構成ベースの Java トレース SDK
JavaトレースSDKを使用するには、ソースコードを操作するか、それができる誰かに連絡する必要がありますが、実行不可能または望ましくない状況に遭遇する可能性があります。 このような場合は、 コンフィギュレーション・ベースのJava Trace SDKを使用する。 プログラム的な Java Trace SDKより機能は少ないが、コンフィギュレーションベースのJava Trace SDKは、多くの一般的なユースケースをカバーするスパンとタグの宣言的なコンフィギュレーションを可能にする。
設定ベースのJava Trace SDKを使用してカスタム・トレースを実装する前に、 トレースのベスト・プラクティスを参照してください。
Java OpenTracing API
OpenTracing API で記述されたトレースを収集するには、 Java OpenTracing を使用する必要があります。 詳しくは OpenTracing.
Java OpenTracing API を使用する前に、自動トレース (Instana AutoTrace™ ) を無効にしてください。 詳細については、 Java Traceインスツルメンテーションを無効にするを参照してください。
OpenCensus Instana トレース・エクスポーター
Instana は、Java で記述されたアプリケーション用に OpenCensus Trace Exporter を提供しています。 Instana エージェントプロセスをプロキシとして使用することで、Instana は、Census でインスツルメンテーションされたアプリケーションによってエクスポートされたトレースをバックエンドに転送します。
詳細は OpenCensus Exportersを参照。
エージェントが国勢調査と同じホストで使用されている場合、自動トレース (Instana AutoTrace™ ) を無効にします。 詳細については、[Java Trace instrumentationを無効にする](../... /ecosystem/jvm/configuration.html #disabling-java-trace-instrumentation) を参照してください。
インスタナ AutoProfile
プロファイルは、パフォーマンスのホット・スポットとボトルネックをコード・レベルで見つけるのに不可欠です。 リソース使用量の削減とパフォーマンスの向上に役立ちます。

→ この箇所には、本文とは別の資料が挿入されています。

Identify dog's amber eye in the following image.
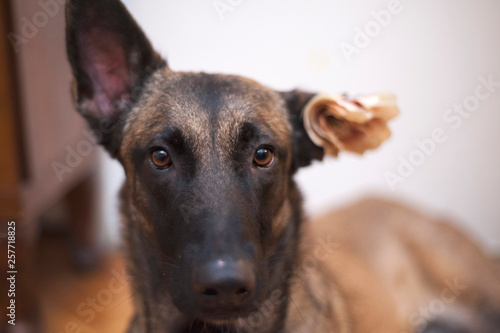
[253,148,274,168]
[151,149,172,169]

Instana AutoProfile™ プロセスプロファイルを生成し、Instana に報告します。 手動でプロファイリングを開始しなければならない開発時やオンデマンドのプロファイラとは異なり、 AutoProfile™ は、クリティカルな本番環境に適したプロファイリングを自動的にスケジュールし、継続的に実行します。
詳しくは、 Instana AutoProfile™ をご覧ください。
JVMを除く
JVM 環境で INSTANA_IGNORE 環境変数を true に設定すると、Instana Agent の JVM へのアタッチを回避できます。
トラブルシューティング
Instanaでモニタリングの問題が発生する可能性があります。 詳細については、「トラブルシューティング」を参照してください。